In Defense of Fort Useless Cover
The Unsacred Hearts

In Defense of Fort Useless
Serious Business Records

I am currently listening to perfectly dirty, bad attitude purveying, classically inspired garage rock. I like In Defense of Fort Useless by The Unsacred Hearts because, if the band at all resembles their music in person, I would want to hang out with them. In fact, they sound much cooler than any band I’ve never heard of has the right to sound, and that makes me jealous and angry.

The record notes the newish garage rock sound, but draws mostly from earlier punk and garage rock stylings. In other words, as compared to recently popular rock bands, guitars fuller sounding, drums quieter, and singer less prone to narcissistic note holding or screaming.

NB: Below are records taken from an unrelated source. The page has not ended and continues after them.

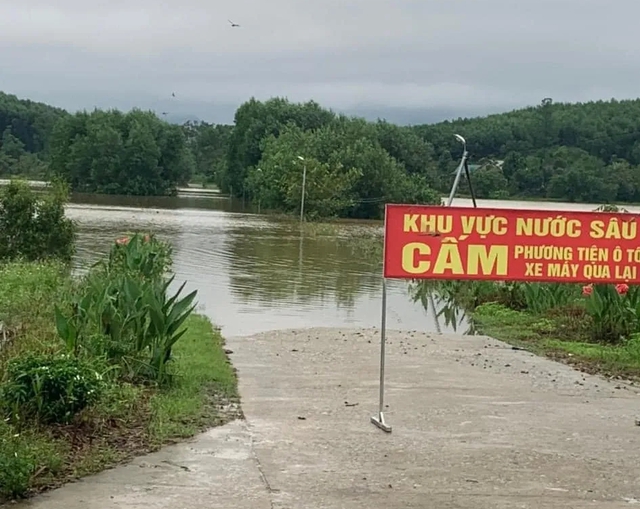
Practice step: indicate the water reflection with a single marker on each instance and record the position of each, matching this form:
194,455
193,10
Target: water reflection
255,273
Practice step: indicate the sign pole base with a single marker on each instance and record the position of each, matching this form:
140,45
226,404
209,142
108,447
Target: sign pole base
378,420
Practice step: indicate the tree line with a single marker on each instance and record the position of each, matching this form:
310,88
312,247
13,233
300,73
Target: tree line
588,152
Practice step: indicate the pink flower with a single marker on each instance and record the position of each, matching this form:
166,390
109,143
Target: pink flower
622,288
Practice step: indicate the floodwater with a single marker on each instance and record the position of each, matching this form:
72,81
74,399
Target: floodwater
256,273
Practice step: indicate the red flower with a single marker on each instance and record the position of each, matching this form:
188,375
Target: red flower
622,288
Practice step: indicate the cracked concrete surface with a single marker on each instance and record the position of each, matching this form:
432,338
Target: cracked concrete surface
476,424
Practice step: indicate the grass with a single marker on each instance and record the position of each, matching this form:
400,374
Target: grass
129,419
560,337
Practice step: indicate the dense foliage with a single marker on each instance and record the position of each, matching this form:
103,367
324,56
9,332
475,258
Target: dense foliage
353,167
208,144
110,152
572,152
25,129
74,343
33,225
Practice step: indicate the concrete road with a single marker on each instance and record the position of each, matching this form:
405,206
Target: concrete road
476,424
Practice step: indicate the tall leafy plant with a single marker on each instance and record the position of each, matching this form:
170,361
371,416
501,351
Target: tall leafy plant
124,313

More to the point, this record has tales of desperation told in the puck rock vein of lyrics, while using the garage rock vein of chord shuffling and drum pounding. A direct musical comparison would rest somewhere in-between the Strokes and Seattle’s the Lights. The Unsacred Hearts are a little smoother, less syncopated, than the Lights, but much edgier than their financially stable NYC neighbors, the Strokes.

Speaking of the city, In Defense of Fort Useless makes quite a few references to life in the urban jungle. Now obviously, it has become very cool to trash the whole Brooklyn scene as played out, but let me be honest for a moment: when you’re young, it’s always cool to live in the city. Speaking from experience, as someone who turned eighteen within the last year, I can defiantly say that while that jaded thirty-something brain I have may harbor doubts about the coolness of ashcan-school art packaged for consumption by iTunes grabbing youngsters, the rest of me just wants to go to school at NYU, see shows at the Knitting Factory on the weekends, and get one of those really rad haircuts that sweeps to the side.

So what I’m really saying is: intimate, poised lyrics about smoking, drinking, and doing blow. Obviously, this is just a cover, a symbolic veil for the wordsmith’s genuine distress about the decay of urban society.

Buy the record if you thought this review was witty or if you want to move with me to Williamsburg.